Nawadnianie ogrodu jesienią — czy jest konieczne?
Nawadnianie to jedno z podstawowych zadań każdego ogrodnika. Niezmiernie istotne jest to w czasie sezonu wegetacyjnego, gdy w ciągu dnia występują wysokie temperatury, a słońce utrzymuje się nad horyzontem przez wiele godzin. Ale gdy lato się kończy, wtedy również nie możemy zapominać o nawadnianiu roślin.
Podlewać jesienią, czy nie podlewać?
W czasie sezonu letniego regularnie i obficie podlewamy wszystkie rośliny. Dzięki promieniom słonecznym woda paruje, a ziemia szybko się wysusza. Z kolejnymi upływającymi dniami, gdy już zaczyna się jesień, stosujemy coraz mniejsze dawki wody. Wydawałoby się, że w pełni jesieni, w październiku i na początku listopada nie musimy skupiać się na tym zabiegu pielęgnacyjnym, zwłaszcza że tym czasie mamy wiele innych zadań – oczyszczamy ogród, usuwamy rośliny jednoroczne, skracamy pędy, wykopujemy kłącza i przygotowujemy rośliny do niskich temperatur poprzez ich osłanianie. Mimo tych obowiązków nie możemy jednak zapominać o podlewaniu – dzięki temu ułatwimy faunie przeczekanie zimy. Najważniejsze jest to dla roślin zimozielonych. One mają za zadanie przetrwać sezon zimowy, a wtedy warunki są wyjątkowo trudne. Niska temperatura może powodować zamarzanie powierzchniowych warstw gleby, przez co utrudniony jest dostęp korzeni do wody. Dlatego musimy zadbać, aby głębiej ziemię odpowiednio nawodnić, a rośliny będą mogły swobodnie korzystać ze zgromadzonych tam zapasów. Pamiętajmy także, że występujące mroźne wiatry wysuszają glebę i są równie niekorzystne dla zimowej kondycji roślin.

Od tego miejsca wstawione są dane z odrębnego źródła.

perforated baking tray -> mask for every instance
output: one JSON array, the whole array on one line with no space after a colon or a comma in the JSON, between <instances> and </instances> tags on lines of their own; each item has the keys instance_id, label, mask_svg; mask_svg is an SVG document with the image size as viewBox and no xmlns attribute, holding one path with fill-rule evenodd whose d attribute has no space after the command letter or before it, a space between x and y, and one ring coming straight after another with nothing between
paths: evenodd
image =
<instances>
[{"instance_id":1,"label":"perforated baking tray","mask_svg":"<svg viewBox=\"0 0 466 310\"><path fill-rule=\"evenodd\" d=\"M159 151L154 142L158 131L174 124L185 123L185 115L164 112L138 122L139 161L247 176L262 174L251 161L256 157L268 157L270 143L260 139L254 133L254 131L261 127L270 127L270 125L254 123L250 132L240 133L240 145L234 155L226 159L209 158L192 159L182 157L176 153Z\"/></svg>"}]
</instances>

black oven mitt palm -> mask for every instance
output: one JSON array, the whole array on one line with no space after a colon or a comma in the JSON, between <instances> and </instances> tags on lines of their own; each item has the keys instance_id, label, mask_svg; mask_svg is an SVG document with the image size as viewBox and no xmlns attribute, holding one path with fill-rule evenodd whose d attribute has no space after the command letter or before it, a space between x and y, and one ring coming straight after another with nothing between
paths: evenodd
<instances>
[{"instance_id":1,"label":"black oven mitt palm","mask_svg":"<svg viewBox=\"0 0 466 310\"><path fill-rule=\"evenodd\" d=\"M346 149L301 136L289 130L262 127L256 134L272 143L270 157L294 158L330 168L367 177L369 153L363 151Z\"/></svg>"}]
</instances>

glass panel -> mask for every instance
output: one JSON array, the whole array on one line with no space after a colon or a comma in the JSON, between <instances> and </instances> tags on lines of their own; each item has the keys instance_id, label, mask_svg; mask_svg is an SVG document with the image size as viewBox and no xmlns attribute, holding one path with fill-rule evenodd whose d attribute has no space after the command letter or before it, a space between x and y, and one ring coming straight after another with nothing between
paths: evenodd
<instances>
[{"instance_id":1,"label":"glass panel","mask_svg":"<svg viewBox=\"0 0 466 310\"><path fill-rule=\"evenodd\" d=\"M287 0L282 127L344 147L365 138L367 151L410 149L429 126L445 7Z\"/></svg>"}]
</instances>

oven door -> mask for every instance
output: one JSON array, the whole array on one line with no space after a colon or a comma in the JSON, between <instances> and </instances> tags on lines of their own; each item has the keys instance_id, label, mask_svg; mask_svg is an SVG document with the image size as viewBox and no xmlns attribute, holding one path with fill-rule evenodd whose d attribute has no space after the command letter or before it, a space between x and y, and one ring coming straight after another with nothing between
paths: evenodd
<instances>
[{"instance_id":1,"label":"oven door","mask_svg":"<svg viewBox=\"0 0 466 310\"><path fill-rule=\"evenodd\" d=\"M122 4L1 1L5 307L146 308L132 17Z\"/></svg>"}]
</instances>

Przeczytaj także: Podlewanie ogrodu – najczęstsze błędy
Jak podlewamy jesienią?
Rośliny zimozielone podlewamy jesienią obficie aż do pojawienia się temperatury poniżej zera, a gdy jest już naprawdę zimno, zaprzestajemy całkowicie nawadniania. Możemy także stosować ściółki, które będą chronić ziemię przed nagłymi spadkami temperatury oraz ograniczą parowanie wody z gleby. Do dyspozycji mamy wiele rodzajów ściółek, np. korę sosnową, zrębki czy żwir.
Szczególną uwagę powinniśmy zwrócić na młode okazy zimozielonych roślin, to one są najbardziej wrażliwe na przesuszenie. Te rośliny podlejmy obficie, a także zabezpieczmy przez zimnem przez osłonięcie np. agrowłókniną, odpowiednio też ściółkujmy ziemię pod nimi. Uważajmy na takie gatunki jak jałowce czy cyprysiki oraz na okazy liściaste równie wrażliwe na niskie temperatury (różaneczniki, mahonie).